According to PBoC’s rules, the pricing of NCDs will refer to Shanghai’s interbank offered rate (Shibor) and be freely set by markets. The NCDs of a required minimum size of Rmb50 million will have tenors from one month to three years, among which those of less than one-year maturities will be fixed-rate while those with tenors from one year to up to three years will have floating rates.

The rules should have a positive impact on China’s economy as market-determined interest rates should more efficiently allocate precious capital, although financial institutions have already been borrowing from each other in the interbank and bond markets with rates determined by the market.

The market reacted mildly on Monday with shares of the banking sector dropping slightly 0.62% and 0.03% in Shanghai and Hong Kong, while the two composite indexes rose 0.05% and 0.29%, respectively.

However, mid-sized banks performed better than large ones by closing flat or even edging up slightly. China Minsheng Banking and Citic Bank rose 0.11% and 0.04% in the H-share stock market.

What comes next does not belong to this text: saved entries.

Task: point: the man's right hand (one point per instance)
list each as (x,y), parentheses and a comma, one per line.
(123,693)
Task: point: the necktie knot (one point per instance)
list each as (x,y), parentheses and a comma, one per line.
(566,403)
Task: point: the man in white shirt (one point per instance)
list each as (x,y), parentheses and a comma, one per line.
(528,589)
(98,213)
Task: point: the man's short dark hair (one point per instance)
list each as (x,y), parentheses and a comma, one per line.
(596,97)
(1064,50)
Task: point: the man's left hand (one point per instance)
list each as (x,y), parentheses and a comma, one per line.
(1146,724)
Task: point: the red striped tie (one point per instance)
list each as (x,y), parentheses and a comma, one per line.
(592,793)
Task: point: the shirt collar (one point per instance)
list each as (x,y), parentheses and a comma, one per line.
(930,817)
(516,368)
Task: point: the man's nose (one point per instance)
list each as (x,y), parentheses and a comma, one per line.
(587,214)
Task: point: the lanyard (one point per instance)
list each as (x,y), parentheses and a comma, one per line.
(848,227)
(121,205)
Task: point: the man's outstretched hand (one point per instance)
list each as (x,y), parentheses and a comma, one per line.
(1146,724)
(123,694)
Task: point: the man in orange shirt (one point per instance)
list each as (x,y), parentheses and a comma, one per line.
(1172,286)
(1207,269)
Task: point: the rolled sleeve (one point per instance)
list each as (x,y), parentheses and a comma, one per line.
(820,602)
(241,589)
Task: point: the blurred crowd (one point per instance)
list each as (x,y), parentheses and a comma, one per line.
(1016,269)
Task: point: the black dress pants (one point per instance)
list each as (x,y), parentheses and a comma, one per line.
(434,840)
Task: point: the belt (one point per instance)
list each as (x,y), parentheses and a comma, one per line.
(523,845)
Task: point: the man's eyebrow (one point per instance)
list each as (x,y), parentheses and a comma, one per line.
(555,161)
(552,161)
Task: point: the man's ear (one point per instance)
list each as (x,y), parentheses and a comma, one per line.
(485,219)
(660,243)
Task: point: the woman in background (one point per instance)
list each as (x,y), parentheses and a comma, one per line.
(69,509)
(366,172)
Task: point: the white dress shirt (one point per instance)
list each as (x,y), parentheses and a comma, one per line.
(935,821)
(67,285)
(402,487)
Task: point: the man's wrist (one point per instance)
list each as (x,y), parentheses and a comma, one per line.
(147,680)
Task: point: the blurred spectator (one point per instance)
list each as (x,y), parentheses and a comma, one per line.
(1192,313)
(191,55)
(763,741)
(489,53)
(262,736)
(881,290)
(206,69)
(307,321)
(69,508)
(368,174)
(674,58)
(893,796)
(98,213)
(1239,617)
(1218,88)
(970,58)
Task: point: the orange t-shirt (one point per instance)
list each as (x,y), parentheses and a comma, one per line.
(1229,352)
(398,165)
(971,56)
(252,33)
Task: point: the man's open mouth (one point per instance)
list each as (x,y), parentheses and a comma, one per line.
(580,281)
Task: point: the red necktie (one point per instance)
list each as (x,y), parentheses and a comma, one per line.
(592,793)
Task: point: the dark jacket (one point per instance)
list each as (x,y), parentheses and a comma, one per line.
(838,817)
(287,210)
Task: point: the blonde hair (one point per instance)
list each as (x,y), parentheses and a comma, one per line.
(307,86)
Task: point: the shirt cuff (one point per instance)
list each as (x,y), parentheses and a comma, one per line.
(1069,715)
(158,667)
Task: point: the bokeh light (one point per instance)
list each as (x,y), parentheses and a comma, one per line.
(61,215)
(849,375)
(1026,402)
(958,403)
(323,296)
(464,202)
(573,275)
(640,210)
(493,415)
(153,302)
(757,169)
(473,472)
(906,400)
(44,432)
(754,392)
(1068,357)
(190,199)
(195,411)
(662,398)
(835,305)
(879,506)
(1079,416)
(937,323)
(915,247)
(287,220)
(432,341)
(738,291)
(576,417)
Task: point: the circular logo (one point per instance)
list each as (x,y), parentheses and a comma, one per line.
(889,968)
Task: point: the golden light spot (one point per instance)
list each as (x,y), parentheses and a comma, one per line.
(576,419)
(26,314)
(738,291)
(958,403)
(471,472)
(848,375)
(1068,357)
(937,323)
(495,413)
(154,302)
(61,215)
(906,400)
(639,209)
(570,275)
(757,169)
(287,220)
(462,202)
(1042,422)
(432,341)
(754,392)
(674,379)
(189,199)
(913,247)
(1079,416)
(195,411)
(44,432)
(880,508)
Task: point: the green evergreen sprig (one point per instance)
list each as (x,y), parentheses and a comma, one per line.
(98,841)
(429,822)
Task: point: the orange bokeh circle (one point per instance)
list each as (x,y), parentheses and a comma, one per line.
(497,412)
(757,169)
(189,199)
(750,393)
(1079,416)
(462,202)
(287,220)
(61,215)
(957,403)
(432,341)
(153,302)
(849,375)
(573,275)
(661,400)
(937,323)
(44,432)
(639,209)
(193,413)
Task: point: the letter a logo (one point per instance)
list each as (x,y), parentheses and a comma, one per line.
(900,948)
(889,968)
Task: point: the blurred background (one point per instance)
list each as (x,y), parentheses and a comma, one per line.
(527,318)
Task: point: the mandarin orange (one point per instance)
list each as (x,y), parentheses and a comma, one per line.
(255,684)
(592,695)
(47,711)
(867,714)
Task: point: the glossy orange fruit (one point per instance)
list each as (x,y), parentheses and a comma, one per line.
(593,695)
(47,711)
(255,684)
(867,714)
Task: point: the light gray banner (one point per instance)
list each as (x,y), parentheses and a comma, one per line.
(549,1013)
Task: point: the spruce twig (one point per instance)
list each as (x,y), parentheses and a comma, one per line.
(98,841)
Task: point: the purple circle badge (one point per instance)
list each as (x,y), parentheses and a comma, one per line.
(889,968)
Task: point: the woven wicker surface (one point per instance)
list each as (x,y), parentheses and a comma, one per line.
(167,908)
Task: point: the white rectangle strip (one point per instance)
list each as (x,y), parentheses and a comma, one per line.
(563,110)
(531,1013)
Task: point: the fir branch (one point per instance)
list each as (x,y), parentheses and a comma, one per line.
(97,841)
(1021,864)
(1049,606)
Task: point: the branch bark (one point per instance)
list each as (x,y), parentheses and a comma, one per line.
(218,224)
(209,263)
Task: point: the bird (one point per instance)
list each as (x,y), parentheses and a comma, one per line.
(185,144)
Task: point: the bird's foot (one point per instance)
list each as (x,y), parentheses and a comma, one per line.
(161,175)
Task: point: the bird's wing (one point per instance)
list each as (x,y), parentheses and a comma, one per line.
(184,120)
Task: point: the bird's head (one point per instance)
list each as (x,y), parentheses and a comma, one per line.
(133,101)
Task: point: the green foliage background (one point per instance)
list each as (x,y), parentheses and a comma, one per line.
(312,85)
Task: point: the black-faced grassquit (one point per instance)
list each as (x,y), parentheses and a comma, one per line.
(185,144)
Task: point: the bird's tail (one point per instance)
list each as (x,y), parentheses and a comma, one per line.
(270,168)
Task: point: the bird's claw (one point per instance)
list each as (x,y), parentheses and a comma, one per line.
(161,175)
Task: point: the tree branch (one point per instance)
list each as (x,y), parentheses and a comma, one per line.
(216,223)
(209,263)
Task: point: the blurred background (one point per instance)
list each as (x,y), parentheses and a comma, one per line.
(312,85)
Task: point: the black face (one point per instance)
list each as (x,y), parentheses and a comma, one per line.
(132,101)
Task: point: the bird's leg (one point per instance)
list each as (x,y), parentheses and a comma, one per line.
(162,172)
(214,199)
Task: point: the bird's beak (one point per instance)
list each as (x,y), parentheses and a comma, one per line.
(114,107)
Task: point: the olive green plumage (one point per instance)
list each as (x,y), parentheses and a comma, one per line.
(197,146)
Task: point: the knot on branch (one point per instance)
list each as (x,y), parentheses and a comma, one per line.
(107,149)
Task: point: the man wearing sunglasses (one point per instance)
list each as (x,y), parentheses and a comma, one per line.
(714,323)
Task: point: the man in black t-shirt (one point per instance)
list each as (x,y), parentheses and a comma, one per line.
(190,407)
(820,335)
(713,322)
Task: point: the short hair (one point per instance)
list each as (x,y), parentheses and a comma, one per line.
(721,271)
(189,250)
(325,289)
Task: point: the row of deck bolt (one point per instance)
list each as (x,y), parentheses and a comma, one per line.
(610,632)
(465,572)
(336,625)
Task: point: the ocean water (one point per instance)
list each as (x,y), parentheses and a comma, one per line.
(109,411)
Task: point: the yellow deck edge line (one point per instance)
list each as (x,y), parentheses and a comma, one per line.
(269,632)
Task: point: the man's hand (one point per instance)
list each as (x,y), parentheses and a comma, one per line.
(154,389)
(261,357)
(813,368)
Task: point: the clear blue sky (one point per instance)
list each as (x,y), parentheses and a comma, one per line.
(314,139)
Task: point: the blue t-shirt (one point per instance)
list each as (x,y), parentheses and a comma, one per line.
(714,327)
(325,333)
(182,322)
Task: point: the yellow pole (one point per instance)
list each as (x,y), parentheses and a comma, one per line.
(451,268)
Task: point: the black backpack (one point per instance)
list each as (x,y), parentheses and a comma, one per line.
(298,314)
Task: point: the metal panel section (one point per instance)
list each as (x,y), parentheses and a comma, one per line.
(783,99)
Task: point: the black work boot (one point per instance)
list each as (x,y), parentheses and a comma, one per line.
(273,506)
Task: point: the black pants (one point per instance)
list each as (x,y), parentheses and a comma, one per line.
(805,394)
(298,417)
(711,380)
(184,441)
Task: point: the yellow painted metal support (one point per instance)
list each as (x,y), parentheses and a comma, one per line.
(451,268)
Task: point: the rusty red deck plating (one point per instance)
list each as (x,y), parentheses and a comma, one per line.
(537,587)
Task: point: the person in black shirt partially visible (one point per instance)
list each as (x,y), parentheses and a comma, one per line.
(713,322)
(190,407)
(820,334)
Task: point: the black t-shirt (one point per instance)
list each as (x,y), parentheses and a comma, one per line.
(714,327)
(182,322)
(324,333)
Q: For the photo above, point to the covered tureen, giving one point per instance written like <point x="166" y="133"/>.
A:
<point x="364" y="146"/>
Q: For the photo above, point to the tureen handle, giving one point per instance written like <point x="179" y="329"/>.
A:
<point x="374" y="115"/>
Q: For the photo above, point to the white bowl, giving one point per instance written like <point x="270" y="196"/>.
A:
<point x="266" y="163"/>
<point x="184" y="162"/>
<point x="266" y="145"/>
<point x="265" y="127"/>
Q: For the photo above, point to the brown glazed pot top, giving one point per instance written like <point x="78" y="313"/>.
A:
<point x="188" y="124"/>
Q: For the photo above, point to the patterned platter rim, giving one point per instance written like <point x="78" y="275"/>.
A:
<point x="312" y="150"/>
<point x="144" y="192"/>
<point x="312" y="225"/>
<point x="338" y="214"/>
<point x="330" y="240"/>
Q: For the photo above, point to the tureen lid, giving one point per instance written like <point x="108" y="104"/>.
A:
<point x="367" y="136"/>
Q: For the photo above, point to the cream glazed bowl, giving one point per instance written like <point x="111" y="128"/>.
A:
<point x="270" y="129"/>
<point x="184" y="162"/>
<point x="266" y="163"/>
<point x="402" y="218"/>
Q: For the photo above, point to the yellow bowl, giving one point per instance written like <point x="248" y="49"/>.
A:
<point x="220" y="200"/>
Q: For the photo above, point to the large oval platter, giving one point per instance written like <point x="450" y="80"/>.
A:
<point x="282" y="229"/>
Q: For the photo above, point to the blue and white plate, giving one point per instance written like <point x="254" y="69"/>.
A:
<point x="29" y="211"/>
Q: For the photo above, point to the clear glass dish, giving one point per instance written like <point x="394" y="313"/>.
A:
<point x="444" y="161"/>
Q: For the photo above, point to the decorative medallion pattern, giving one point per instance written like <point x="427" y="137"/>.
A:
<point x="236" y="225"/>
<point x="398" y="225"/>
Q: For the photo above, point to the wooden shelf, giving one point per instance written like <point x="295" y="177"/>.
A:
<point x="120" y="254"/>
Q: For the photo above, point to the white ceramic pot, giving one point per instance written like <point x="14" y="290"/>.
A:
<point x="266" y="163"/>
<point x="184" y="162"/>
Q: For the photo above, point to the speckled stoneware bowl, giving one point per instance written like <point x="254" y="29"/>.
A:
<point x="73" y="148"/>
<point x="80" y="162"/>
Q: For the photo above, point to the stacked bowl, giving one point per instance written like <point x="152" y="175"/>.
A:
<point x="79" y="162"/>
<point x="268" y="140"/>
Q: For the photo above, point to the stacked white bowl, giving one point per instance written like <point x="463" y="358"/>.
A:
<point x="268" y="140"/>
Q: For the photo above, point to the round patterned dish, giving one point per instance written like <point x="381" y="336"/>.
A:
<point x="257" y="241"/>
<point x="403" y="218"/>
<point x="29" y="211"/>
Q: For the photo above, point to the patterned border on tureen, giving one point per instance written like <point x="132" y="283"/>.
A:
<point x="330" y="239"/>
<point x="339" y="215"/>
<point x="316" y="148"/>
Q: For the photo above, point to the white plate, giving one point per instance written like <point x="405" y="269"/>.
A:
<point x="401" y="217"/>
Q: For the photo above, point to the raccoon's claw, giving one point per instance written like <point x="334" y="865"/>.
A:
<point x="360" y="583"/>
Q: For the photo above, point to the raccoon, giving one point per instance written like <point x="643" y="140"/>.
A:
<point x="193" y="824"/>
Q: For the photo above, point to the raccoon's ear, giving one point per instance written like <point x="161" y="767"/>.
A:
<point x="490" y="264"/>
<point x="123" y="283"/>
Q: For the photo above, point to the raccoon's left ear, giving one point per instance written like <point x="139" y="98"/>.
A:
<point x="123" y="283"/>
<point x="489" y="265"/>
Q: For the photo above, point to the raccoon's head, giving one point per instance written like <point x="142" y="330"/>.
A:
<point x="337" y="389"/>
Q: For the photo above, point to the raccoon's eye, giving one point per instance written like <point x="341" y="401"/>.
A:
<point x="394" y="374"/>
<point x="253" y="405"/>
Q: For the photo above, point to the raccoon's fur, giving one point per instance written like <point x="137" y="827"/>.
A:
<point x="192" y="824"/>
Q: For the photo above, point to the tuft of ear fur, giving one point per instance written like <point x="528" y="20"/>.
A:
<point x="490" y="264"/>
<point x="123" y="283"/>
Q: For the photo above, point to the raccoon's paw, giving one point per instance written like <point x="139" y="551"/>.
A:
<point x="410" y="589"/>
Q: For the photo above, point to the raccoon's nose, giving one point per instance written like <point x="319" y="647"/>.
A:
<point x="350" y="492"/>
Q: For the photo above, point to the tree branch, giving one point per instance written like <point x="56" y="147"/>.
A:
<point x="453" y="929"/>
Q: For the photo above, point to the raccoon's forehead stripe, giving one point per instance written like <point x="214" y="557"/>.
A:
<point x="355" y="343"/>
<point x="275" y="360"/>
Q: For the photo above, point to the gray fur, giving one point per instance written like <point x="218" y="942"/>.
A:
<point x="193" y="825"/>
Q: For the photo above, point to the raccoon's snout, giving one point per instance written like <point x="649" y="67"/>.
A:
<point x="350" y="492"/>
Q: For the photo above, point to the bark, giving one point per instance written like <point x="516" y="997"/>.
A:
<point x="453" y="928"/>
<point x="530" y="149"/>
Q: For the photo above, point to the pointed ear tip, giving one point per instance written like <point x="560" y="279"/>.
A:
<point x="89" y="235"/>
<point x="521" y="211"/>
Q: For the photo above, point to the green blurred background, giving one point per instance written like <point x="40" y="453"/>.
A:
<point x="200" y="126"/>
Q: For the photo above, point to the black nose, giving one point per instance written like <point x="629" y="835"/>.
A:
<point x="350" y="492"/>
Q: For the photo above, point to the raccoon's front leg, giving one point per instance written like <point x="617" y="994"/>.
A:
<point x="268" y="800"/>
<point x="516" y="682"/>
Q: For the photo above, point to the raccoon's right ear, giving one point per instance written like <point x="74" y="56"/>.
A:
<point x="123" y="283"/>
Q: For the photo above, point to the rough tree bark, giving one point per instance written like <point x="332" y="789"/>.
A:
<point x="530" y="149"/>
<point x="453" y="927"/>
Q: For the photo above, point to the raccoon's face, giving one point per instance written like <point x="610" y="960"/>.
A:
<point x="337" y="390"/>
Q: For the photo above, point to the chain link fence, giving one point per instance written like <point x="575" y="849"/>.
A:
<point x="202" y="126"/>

Big banks will have to offer attractive rates for funds with the interest rate control lessened. “While some big banks’ net interest margin could be squeezed, some better managed nimble banks could seize the opportunity to expand their client base,” said Lu Ting, the China economist with Bank of America Merrill Lynch.

From the perspective of borrowers, less privileged borrowers, such as private-owned companies or developers, could be less impacted, because they had difficulties in borrowing from banks and counted less on loans for funds.

However, some privileged SOEs might pay higher funding costs, as increasing deposit rates will push up banks’ lending rates, which decreases the SOEs’ earnings on arbitraging, according to Merrill’s Lu.

Chinese savers will become winners from NCD issues because they can get higher rates by investing in those NCDs through access to funds (including mutual funds). Banks will pay interest on NCDs to attract money, while bank deposits rates are still controlled by the PBoC and comparably low in China.

“NCDs will reflect the actual cost of funds more accurately compared with Shibor as their interest rates are trade-based,” said Raymond Yeung, senior economist of Greater China with ANZ.

Yeung also believes that the onshore NCD market will serve as a reference in the long term for pricing of renminbi certificates of deposit in the offshore market, despite their different liquidity conditions. “A fully-developed NCD interest curve will provide a reference to the offshore interest rate,” said Yeung.